And yet, a great deal of contemporary art since the 1960s has not been thought of or practiced in terms of material objects and cultural representations, but as events, performances and situations, ways of provoking, experimenting, speculating, intervening and querying social forms and relations. In this panel, we would like to ask what does it mean for anthropology to follow these developments and think art beyond materiality and representation. What can anthropology learn from these practices? What kinds of exchanges, collaborations or conflicts can emerge between anthropology and art? How can those exchanges, collaborations or conflicts move ethnographic thinking and practice beyond materiality and representation? How, for example, would an ethnographic museum would look like beyond materiality and representation?
Accepted papers:
Session 1 Friday 1 June, 2018, -Paper short abstract:
Social practice art opens new relationships between art and anthropology. Through notions of ethnographic conceptualism this paper will look at the commoning of an abandoned building in London as such a merging, and an experimental intersection between art and anthropology.
Paper long abstract:
It has been proposed that developments in art practice towards dematerialisation were partly paralleled in ethnographic practice through textualisations of culture by the writing culture perspective (Ssorin-Chaikov 2013). Alongside this proposal the approach of 'ethnographic conceptualism' has been put forward as a means of moving beyond these tendencies to open new forms of relationships between anthropological and art practices. Such methods would engage in active participation in the construction of the realities that they study.
This paper draws on participatory fieldwork conducted in London, based in an attempt to construct a common social centre in an abandoned building, to examine components of the proposal of ethnographic conceptualism. The anthropological and commoning practices of the research emerged as inextricably entangled, revealing them as possible forms of such ethnographic conceptualism. Paralleling proposals for situational art practice (Oliver and Badham 2013), the ethnographic method of this project had no commons to be studied; but the study was the common(ing).

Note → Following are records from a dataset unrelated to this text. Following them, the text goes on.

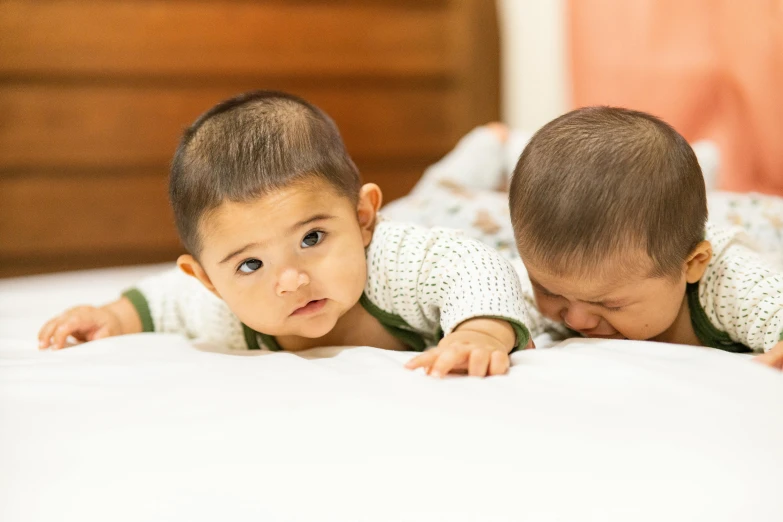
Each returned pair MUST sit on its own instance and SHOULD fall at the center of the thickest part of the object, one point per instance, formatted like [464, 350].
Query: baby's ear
[370, 199]
[192, 267]
[697, 261]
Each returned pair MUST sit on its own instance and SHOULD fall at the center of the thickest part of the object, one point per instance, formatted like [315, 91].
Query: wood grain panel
[82, 213]
[161, 37]
[46, 126]
[64, 215]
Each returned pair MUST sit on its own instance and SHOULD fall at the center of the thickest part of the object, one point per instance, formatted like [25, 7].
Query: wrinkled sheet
[155, 427]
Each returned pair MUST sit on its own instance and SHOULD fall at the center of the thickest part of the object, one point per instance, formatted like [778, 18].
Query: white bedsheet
[153, 427]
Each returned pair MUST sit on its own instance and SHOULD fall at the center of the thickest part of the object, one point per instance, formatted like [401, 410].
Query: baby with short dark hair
[609, 216]
[287, 251]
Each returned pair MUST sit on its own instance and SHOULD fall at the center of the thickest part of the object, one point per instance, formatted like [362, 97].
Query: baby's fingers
[424, 360]
[75, 325]
[499, 363]
[479, 363]
[45, 335]
[447, 360]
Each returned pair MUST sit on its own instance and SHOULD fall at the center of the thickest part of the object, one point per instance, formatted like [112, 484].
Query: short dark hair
[599, 181]
[248, 146]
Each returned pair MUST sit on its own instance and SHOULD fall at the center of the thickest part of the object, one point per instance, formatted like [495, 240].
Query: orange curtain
[711, 68]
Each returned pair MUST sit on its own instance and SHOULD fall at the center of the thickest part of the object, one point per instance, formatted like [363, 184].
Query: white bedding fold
[152, 427]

Such 'commoning anthropologically' engages in experimental and interventionist practices which focus on the encounter of difference and uncertainty in an effort to explore new possible social aggregates and common worlds. Understanding the commons as sites for the experimental encounter of difference allows us to see its overlaps with anthropology, as well as proposing forms of praxis decoupled from models of politics which function through friend-enemy distinctions and idioms of war.
Paper short abstract:
In this article, I present types of artistic-ethnographic projects that discuss traditional methods of producing ethnographic knowledge and its presentation, and at the same time provoke reflection on the creation of experimental ethnographic realities and seek new languages to describe them.
Paper long abstract:
What will happen if we invite artists to the open-air museum and let them act?How do an anthropologist, filmmaker and artistic photographer interact when working on a joint project?And finally what kind of controversy may be associated with experimental artistic-ethnographic project ?

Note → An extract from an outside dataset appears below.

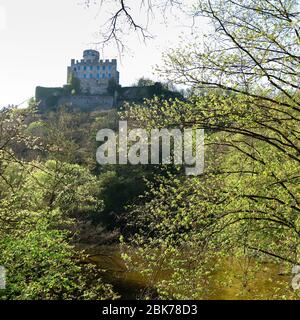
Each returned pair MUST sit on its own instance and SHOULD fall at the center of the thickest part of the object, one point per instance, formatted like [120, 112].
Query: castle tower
[94, 74]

The first project is the performance of Julita Wójcik, which took place during the exhibition "Masters of peasants peasants" in the open-air museum (Sądecki Ethnographic Park in Southern Poland). The exhibition tested the possibilities of confronting contemporary artistic language with collections of ethnographic museums and the ways in which institutions produce a certain image of ethnographic representation.
Through the "Filo conduttore" project, realized as the outcome of anthropological-artistic residence in Chiaromonte (southern Italy), I would like to show how artistic experiments with visual and audiovisual methods affect ethnographic perception and course of events, and create new areas of cooperation on the border between art and ethnography, between different languages, media and representations.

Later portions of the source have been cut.